Les deux principaux candidats de la campagne présidentielle française avaient convié hier leurs partisans à se rassembler dans la capitale française pour montrer leur force à une semaine du premier tour du scrutin.

Des dizaines de milliers de militants ont convergé en après-midi vers l'esplanade du château de Vincennes, dans l'est de la ville, pour entendre le candidat socialiste François Hollande alors que les partisans du président Nicolas Sarkozy envahissaient la place de la Concorde, dans l'ouest.

Avant même que les deux hommes n'aient pris la parole, leurs organisateurs respectifs ont annoncé des foules supérieures à 100 000 personnes, un total impossible à vérifier faute de validation de la part des autorités.

D'emblée, les partisans socialistes, d'humeur festive, ont eu droit à une mise en garde de la part de leur héraut, donné largement favori pour remporter l'élection dans les plus récents sondages.

«Nous avons aussi à nous méfier de nous-mêmes, repousser l'anesthésiante euphorie : celle qui consiste à croire que nous avons gagné avant que le premier bulletin de vote n'ait été glissé dans l'urne», a lancé le politicien.

Il a accusé son principal adversaire de vouloir «faire peur» à la population en évoquant, par exemple, la possibilité d'attaques spéculatives dans le cas d'une victoire de la gauche.

«La droite n'a jamais fait autrement quand elle est menacée. Elle coalise les craintes, elle agite les spectres», a déclaré le candidat socialiste, qui a dû interrompre son discours à plusieurs reprises tandis que la foule criait «François président».

Tout en soulignant leur optimisme, les partisans rencontrés sur place ne manifestaient aucune certitude sur le résultat du scrutin présidentiel à venir.

«Ce serait génial qu'on gagne, mais ce n'est pas sûr, sûr. Ce serait catastrophique si on perdait parce que le pays va à la dérive», a déclaré Catherine Colo.

La femme de 65 ans ne veut rien entendre du président sortant, qui mène, tonne-t-elle, «une politique de merde». «Je lui reproche surtout d'être à la solde des banques et de favoriser les riches», a déclaré la militante, qui trouve le candidat socialiste «solide et loyal».

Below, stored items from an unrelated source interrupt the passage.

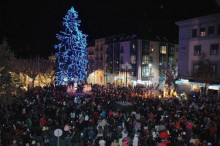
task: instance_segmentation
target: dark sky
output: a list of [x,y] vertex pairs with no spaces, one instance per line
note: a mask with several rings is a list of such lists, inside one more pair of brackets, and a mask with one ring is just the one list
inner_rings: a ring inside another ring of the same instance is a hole
[[[217,0],[216,0],[217,1]],[[48,56],[62,18],[73,6],[80,30],[95,38],[120,33],[156,33],[178,40],[176,21],[218,13],[215,0],[0,0],[0,39],[17,56]]]

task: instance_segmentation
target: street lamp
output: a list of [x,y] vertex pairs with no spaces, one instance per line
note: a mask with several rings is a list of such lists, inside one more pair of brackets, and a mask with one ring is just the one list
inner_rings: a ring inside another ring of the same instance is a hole
[[151,71],[150,71],[151,66],[152,64],[150,63],[148,66],[148,87],[150,87],[149,84],[150,84],[150,76],[151,76]]
[[125,85],[126,85],[126,87],[127,87],[127,81],[128,81],[128,75],[127,75],[127,74],[128,74],[128,69],[131,69],[132,66],[131,66],[131,64],[129,64],[128,62],[126,62],[125,64],[122,64],[122,65],[121,65],[121,68],[125,70],[125,74],[126,74],[126,82],[125,82]]

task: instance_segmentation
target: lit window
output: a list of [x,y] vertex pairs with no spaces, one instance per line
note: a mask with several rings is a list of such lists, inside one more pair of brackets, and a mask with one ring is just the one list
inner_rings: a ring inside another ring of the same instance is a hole
[[218,55],[218,44],[212,44],[210,48],[210,55]]
[[154,51],[154,48],[151,48],[151,52],[153,52]]
[[160,53],[161,54],[166,54],[167,53],[167,47],[166,46],[161,46],[160,47]]
[[194,46],[194,56],[201,55],[201,45]]
[[154,46],[150,45],[150,52],[154,52]]
[[143,66],[142,67],[142,77],[147,77],[148,76],[148,67],[147,66]]
[[132,44],[132,52],[136,52],[136,45]]
[[135,44],[133,44],[133,45],[132,45],[132,48],[133,48],[134,50],[136,49],[136,46],[135,46]]
[[136,56],[135,55],[132,55],[130,59],[131,59],[131,64],[136,64]]
[[205,27],[200,28],[200,36],[204,37],[205,36]]
[[173,63],[174,60],[175,60],[174,57],[172,57],[172,56],[169,57],[169,63]]
[[148,64],[149,63],[149,56],[143,55],[142,56],[142,64]]

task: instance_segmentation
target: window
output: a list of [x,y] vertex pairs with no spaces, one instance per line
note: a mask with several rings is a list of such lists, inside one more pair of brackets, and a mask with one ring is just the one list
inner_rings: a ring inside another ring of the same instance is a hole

Elle dit espérer qu'il adoptera une fois au pouvoir un programme plus à gauche que celui qu'il met de l'avant dans ses discours.

«Si je votais avec mon coeur, je voterais pour Jean-Luc Mélenchon. Mais il existe une chose qui s'appelle le vote utile. Il y a trop de risque», souligne Mme Colo en évoquant le candidat du Front de gauche, qui récolte environ 15% des voix dans les sondages, loin derrière les deux favoris.

Richard Mollet, un partisan socialiste qui était venu assister au rassemblement avec son fils, juge que François Hollande n'a pas un «charisme extraordinaire».

«Mais je pense que c'est un homme estimable qui dit les choses vraies», a noté le Parisien de 49 ans, qui reproche à Nicolas Sarkozy de n'avoir pas incarné avec suffisamment de hauteur la fonction présidentielle.

Sada Anne, un immigrant d'origine mauritanienne arrivé en France en 2002, pense que le président va payer le prix dans les urnes des «promesses non respectées».

«Il joue trop avec le peuple. Il croit qu'il est plus intelligent que lui. C'est quelque chose qu'il ne faut pas faire», a déclaré l'homme de 36 ans, qui voit en François Hollande un politicien «honnête et digne de confiance».

Le candidat socialiste a appelé ses partisans à lui donner la «puissance» requise pour remporter la mise finale en votant socialiste dès le premier tour dans une allusion au Front de gauche.

Le camp du président sortant ne cesse de souligner les qualités politiques de Jean-Luc Mélenchon dans l'espoir de baisser le score socialiste au premier tour. François Hollande est crédité d'une avance variant entre six et douze points de pourcentage au second tour selon les sondages.

Nicolas Sarkozy, qui dit ne pas croire aux prévisions des sondeurs, a invité hier ses partisans à se mobiliser en masse pour remporter l'élection.

«Peuple de France, n'ayez pas peur, ils ne gagneront pas si vous décidez que vous voulez gagner», a-t-il déclaré en soulignant la portée «historique» du vote à venir.

La voie socialiste, a prévenu le chef de l'État, est basée sur des «solutions du passé» et contribuera à «ruiner les classes moyennes sans enrichir les plus pauvres». «L'autre voie,  c'est celle qui sera tournée vers l'avenir», a déclaré le politicien.